During their time at UCLA, Rafer Johnson & CK Yang were great friends. Yang, a native of Taiwan, came to UCLA in 1959, speaking almost no English. Their relationship was predicated on mutual respect and admiration. Yang was a born track star; during his time at UCLA, he broke the indoor world pole vaulting record. Johnson excelled in the throwing disciplines. They taught each other a great deal both on and off the track, and under the wings of UCLA coach Elvin “Ducky” Drake, both Johnson and Yang grew into tremendous athletes ready to compete on the global stage.
Leaving the cinder track of UCLA behind, Johnson and Yang traveled to Rome to compete in the 1960 Summer Olympics. Johnson represented the United States of America, carrying the flag in the opening ceremony. Yang competed for Taiwan, hoping to bring gold to his homeland. It was by chance that the two close friends landed in the same heat. Over the course of the ten events, Yang excelled in almost every one. But Johnson wasn’t far behind, and his dominance in the throwing events put him in a good position. Going into the final heat, the gold was Johnson’s to lose. In order to pull ahead, Yang needed to win by 10 seconds in the 1500 meter race. After nearly 5 grueling minutes, Johnson finished 1.2 seconds behind Yang, sealing his victory.
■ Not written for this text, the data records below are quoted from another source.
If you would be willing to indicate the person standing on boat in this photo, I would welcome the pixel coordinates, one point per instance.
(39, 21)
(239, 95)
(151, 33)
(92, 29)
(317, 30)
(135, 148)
Though he won seven of the ten events, Yang took home the silver medal that year, earning Taiwan its first ever Olympic medal. Johnson stood on the podium next to his friend, having earned his gold medal through ten brutal heats. Their time at UCLA bound them together in friendship, in spite of having to compete against one another that year. CK Yang graduated from UCLA in 1964, in no small part due to Rafer Johnson helping him learn English on his arrival. In his later life, Yang split his time between Taiwan and Los Angeles, and Johnson was always the first person he called when he returned to the states until his death in 2007. When asked to recall the 1960 Olympics, Johnson first and foremost mentions how their close friendship never waned.